永嗣が護衛成功を出せずに、吊られてしまったら狼は噛み放題だ。
狼からしたら、あゆみなど噛もうと思わないだろう。
明生や復活して来た重久の方が、村の進行をきっちり進めて行けるので、先に処理したいはずだった。
きっと、最後に決めろと言われるのは、あゆみなのだ。
あゆみは、自分が残される未来が見えて来て、まさか襲撃されたいと思う時が来るなんて、と、叫び出したい気持ちになっていたのだった。
今のところ、確定狼は愛里、伊緒、拓郎の3人だ。
加えて、尚斗目線では杏奈も狼だったので、後1狼だった。
そして、狐は和美と昌平か、一輝と和人だが、昌平の様子では和美と昌平の二人だと村では見ていた。
最悪後2狼、尚斗目線では1狼で、ゲームは終わる。
あゆみは、この1週間を思った。
ここへ来てから、かなり長い時間を過ごして来たような気がする。
初日に去った恵令奈とはあまり話せなかったが、仲良くなった和美、愛里、杏奈、佳純、伊緒と立て続け手に去って行った。
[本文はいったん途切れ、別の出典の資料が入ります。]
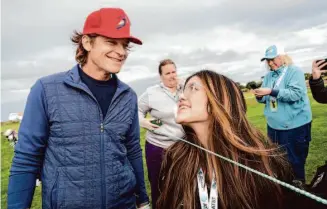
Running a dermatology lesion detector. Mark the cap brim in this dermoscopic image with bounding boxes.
[261,56,277,62]
[128,36,143,45]
[83,30,143,45]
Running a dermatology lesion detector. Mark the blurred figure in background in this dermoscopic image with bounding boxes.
[138,59,184,208]
[253,45,312,183]
[309,59,327,104]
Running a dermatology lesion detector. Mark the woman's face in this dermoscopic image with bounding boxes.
[176,76,209,125]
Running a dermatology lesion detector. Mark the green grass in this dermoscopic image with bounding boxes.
[1,92,327,209]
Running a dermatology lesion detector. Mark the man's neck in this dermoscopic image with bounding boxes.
[163,84,177,93]
[82,63,111,81]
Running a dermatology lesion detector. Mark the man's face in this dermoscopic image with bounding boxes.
[160,64,178,88]
[83,36,129,73]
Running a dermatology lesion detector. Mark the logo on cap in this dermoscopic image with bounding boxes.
[116,17,126,29]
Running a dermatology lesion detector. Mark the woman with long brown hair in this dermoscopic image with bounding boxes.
[157,70,324,209]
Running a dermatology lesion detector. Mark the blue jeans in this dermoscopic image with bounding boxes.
[268,122,311,181]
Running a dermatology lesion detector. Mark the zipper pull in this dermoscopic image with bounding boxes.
[100,123,104,132]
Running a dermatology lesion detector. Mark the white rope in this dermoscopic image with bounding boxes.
[156,131,327,205]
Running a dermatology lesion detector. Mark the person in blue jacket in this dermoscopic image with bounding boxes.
[8,8,149,209]
[254,45,312,183]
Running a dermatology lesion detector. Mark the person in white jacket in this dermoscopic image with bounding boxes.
[138,59,184,209]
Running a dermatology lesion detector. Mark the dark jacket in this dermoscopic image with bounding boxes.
[8,65,148,209]
[309,76,327,104]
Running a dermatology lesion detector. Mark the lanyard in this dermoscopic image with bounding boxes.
[273,66,288,89]
[197,168,218,209]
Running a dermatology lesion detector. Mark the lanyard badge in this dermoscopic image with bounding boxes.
[197,168,218,209]
[269,97,278,112]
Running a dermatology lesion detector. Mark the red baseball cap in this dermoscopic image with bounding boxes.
[83,8,142,45]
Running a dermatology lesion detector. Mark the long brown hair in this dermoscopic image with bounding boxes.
[157,70,288,209]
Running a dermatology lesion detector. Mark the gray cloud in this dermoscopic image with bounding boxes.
[1,0,327,119]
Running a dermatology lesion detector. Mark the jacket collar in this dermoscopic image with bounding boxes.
[65,64,130,92]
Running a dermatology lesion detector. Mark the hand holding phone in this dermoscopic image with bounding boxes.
[150,119,162,126]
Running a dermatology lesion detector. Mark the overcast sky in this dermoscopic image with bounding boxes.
[1,0,327,121]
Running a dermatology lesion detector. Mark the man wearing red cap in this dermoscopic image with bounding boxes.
[8,8,149,209]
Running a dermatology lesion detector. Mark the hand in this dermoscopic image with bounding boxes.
[140,118,160,131]
[312,60,327,80]
[254,88,271,97]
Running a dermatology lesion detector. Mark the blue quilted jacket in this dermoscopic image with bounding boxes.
[8,65,148,209]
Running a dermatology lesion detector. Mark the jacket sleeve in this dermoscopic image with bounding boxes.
[8,80,49,208]
[277,69,306,102]
[255,76,268,104]
[309,76,327,104]
[126,96,149,205]
[138,91,151,120]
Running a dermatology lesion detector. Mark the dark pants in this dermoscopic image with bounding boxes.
[145,142,164,209]
[268,122,311,181]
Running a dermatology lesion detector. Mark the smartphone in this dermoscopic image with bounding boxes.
[250,83,258,89]
[316,58,327,70]
[150,119,162,126]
気が付けば、初日20人居た人達が、もうたったの7人になってしまっていた。
それでも7人の内明生、重久、あゆみの3人は確定村人だ。
あゆみは、まだ相談できる人が残っていて本当に良かった、と思っていた。
全員が居なくなってグレーに囲まれていたなら、不安でたまらなかっただろう。
そう考えると、狩人に騙って出てくれていた、伊緒には感謝だった。
だからこそ、護衛先が2つになり、破綻したくない狼に襲撃されずに多くの確白がここまで残ってくれた。
しかし、明日からは永嗣次第だ。
明生が居なくなって、重久も居なくなったら、あゆみだけで最終日を戦える自信はなかった。
尚斗と安治の精査が、あゆみにはできないのだ。
どうか、今夜永嗣には護衛成功させて欲しいと、切に願っていた。
朝の会議はあれほど急いで開いたのに、午後から夜まで、一切誰も呼びには来なかった。
つまりは、もう公一吊りに決定してしまっていて、これ以上話し合う意見も情報もない、という事だった。
あゆみは、いくら何でも今夜はまともな物を食べておこう、と、投票時間前にキッチンへと降りて行ったのだった。